October 13th, 2008

Hey, Scripting Guy! How Can I Read a CSV File?

Hey, Scripting Guy! Question

Hey, Scripting Guy! I am new to scripting, but I have been tasked with creating a script anyway. What I need to do is to read in a CSV file and then perform an operation on each line in the file. I do not know what the correct cmdlet is or what action I need to use. Can you point me in the right direction?

– DF

SpacerHey, Scripting Guy! Answer

Hi DF,

Point you in the right direction? Sure. As one of my old university professors once said, “Go west, young man.” (No, I am not from the nineteenth century. He was quoting someone else.) Because you asked about a cmdlet, it sounds as if you are attempting to use a Windows PowerShell script. The nice thing about Windows PowerShell is that there is a cmdlet called Import-CSV that will automatically read a CSV (comma separated value) file. This is much easier to do than what we needed to do with VBScript, which would have required creating an instance of the FileSystemObject, iterating through it, using split to break the line into an array and then work with each element. There are numerous examples of using this technique on the Script Center.
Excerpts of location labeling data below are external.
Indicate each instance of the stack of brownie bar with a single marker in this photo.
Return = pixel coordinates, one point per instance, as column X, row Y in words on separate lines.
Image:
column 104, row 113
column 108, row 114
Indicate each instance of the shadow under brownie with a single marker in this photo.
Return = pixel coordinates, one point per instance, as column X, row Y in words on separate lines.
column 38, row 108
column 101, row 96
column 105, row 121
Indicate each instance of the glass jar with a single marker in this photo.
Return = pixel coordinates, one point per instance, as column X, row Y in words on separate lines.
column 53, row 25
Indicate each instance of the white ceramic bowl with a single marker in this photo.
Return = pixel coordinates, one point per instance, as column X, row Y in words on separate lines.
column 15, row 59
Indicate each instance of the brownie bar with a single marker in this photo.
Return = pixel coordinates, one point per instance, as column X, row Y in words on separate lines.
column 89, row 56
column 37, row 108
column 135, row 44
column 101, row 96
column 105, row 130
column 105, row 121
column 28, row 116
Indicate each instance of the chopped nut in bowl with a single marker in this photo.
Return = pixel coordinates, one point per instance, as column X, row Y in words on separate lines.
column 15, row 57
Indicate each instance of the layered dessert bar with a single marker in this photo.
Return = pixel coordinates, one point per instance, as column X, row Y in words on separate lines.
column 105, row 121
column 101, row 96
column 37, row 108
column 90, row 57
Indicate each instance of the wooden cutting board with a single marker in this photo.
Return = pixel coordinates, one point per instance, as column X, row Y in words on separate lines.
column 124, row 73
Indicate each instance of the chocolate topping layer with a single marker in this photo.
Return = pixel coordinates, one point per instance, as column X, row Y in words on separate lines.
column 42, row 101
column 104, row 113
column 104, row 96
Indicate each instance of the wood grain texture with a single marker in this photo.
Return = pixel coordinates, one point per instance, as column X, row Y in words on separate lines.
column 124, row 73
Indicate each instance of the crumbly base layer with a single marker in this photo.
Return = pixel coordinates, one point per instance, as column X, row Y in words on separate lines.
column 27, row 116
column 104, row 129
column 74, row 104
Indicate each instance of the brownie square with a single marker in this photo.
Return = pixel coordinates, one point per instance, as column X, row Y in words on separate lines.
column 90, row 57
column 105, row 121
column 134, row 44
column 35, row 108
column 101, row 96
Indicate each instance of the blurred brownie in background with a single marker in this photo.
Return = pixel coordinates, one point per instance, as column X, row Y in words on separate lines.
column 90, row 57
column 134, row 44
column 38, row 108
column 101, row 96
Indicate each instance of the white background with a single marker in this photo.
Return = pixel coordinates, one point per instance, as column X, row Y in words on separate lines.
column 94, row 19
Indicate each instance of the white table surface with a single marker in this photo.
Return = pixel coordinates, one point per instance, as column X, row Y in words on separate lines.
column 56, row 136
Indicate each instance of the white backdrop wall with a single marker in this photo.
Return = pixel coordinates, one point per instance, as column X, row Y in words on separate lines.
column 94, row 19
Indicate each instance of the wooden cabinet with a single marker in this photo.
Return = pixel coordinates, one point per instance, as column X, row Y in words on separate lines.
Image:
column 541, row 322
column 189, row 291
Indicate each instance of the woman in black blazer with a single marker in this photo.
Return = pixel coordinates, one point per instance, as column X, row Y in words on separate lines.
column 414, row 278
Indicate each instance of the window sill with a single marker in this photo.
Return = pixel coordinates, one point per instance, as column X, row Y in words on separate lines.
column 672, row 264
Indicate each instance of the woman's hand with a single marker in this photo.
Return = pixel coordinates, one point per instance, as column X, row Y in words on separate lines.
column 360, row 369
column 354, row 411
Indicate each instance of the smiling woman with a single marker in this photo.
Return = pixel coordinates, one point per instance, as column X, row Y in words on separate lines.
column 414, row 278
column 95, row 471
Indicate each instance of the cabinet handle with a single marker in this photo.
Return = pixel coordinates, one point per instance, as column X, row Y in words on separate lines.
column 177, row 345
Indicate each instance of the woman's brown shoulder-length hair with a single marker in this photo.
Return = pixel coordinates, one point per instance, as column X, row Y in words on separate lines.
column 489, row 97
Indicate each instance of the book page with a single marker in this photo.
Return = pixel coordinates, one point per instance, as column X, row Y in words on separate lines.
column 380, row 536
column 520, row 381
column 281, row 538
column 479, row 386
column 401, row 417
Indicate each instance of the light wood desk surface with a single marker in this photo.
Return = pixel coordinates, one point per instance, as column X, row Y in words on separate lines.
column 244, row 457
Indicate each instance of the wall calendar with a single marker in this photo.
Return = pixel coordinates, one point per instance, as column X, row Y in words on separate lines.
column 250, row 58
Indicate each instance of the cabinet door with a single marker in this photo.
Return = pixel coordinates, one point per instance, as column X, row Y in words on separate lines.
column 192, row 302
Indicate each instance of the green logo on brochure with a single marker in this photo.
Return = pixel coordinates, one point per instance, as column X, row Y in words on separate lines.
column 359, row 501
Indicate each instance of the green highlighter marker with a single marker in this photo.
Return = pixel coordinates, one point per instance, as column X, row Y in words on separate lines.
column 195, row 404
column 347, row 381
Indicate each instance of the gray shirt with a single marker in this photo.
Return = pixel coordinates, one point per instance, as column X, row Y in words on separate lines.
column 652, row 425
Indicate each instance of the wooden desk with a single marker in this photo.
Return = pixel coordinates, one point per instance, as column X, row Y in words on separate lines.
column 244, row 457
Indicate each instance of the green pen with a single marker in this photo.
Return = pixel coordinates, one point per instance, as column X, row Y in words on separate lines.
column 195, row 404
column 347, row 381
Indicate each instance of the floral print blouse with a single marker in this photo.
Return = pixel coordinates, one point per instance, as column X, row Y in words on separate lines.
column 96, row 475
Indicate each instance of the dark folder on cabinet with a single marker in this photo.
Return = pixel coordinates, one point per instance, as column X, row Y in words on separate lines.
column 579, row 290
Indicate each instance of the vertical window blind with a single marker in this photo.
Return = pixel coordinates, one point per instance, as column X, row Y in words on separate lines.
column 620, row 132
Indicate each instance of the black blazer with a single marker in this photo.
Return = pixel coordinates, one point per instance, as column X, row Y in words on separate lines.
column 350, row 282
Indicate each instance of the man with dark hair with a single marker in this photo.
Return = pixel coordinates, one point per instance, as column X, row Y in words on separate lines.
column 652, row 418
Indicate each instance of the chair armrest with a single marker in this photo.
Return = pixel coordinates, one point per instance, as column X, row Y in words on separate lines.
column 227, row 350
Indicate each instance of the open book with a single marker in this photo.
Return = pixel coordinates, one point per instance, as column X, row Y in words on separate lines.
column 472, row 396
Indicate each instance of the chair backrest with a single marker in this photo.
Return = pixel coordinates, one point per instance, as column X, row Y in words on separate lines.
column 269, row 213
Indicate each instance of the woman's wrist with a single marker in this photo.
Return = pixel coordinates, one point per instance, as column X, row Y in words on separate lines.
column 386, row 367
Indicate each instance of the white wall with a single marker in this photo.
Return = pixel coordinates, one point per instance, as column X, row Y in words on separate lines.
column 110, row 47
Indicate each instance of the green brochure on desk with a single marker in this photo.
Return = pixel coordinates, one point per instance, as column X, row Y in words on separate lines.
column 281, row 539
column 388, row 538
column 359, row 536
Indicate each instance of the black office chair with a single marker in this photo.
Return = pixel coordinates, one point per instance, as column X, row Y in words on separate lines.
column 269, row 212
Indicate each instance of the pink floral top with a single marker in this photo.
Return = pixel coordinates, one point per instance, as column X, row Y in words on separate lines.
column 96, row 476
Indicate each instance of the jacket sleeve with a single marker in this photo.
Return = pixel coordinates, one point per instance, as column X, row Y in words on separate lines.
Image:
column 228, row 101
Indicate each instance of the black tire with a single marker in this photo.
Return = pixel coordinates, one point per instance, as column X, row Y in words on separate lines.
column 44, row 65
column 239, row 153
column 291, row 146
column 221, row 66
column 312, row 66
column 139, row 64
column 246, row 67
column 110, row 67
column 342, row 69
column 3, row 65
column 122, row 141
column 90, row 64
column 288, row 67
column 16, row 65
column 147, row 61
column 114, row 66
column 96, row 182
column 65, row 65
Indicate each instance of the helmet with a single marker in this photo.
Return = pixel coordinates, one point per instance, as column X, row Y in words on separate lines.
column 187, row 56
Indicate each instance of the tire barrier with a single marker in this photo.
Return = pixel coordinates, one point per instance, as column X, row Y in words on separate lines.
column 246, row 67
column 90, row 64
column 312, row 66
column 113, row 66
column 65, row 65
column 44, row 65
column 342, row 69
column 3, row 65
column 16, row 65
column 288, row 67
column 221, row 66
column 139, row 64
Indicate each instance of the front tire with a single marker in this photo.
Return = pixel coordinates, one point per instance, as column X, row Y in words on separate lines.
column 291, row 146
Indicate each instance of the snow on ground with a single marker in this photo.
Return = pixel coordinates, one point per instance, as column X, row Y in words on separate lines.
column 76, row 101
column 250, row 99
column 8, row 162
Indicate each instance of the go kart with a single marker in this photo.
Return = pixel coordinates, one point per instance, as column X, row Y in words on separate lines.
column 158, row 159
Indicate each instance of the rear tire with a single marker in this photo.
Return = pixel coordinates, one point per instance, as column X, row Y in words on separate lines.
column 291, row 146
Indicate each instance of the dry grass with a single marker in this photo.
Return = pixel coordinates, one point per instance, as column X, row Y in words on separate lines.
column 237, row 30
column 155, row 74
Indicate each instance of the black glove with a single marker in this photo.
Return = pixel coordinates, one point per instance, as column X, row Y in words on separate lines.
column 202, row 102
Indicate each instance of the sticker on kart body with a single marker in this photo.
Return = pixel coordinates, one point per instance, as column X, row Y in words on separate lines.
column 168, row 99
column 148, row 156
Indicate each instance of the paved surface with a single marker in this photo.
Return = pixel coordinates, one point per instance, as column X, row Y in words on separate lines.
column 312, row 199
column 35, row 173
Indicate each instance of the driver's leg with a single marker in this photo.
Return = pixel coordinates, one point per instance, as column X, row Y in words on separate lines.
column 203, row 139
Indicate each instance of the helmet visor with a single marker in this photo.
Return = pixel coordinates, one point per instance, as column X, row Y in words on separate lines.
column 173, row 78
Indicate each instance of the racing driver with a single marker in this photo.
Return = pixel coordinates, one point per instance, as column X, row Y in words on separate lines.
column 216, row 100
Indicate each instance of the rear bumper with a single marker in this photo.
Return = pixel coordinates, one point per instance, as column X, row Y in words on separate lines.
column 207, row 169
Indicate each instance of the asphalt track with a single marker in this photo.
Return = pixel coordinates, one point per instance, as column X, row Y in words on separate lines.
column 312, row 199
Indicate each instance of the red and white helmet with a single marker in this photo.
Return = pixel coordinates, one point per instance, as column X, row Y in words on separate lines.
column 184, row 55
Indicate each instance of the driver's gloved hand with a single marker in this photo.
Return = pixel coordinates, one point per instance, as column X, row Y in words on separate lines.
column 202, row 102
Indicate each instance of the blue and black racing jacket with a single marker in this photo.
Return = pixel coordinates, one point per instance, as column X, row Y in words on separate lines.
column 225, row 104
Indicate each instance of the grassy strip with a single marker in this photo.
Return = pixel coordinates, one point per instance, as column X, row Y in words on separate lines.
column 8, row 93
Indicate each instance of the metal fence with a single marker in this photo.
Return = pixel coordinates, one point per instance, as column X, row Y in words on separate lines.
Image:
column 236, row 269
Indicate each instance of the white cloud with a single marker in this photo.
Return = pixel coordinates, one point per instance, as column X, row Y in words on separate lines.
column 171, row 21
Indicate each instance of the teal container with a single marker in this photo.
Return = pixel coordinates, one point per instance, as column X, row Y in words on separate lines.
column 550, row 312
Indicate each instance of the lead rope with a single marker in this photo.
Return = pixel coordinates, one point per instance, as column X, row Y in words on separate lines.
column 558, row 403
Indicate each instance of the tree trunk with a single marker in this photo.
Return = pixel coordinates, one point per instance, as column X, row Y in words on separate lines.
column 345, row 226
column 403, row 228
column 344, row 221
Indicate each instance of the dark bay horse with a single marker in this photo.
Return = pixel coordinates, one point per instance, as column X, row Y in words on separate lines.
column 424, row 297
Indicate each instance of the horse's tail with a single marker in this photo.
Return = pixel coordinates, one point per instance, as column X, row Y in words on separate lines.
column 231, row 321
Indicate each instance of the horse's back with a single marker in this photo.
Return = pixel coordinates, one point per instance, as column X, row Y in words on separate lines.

To use the Import-CSV cmdlet you need to first give it the path to the text file. We next use the ForEach-Object cmdlet to walk through the array of text and then we access the values via the name of the column headers. While we are hanging out inside the ForEach loop we can do anything we wish with the values we retrieve from the CSV file. This technique is illustrated in the ReadCsvDoWmi.ps1 script where we read a text file that contains a listing of WMI classes and a listing of computer names. We take the values from the CSV file and run a bunch of WMI queries. The ReadCsvDoWmi.ps1 script is seen here:

$path = "c:\fso\Classes.csv"
Import-csv -path $path | 
foreach-object `
{ 
  Get-WmiObject -class $_.class -computername $_.computername 
}

The CSV file we are going to use in the ReadCSVDoWmi.ps1 script is seen in Figure 1. As you can see, the first row of the file is the column headers which in this case define two values: the Class and the ComputerName. The values we have in the class column: WIN32_Bios, WIN32_Bus, WIN32_UsbHub, and WIN32_Share are just a few of the more than 1,000 WMI classes contained in a standard installation of any modern version of Microsoft Windows.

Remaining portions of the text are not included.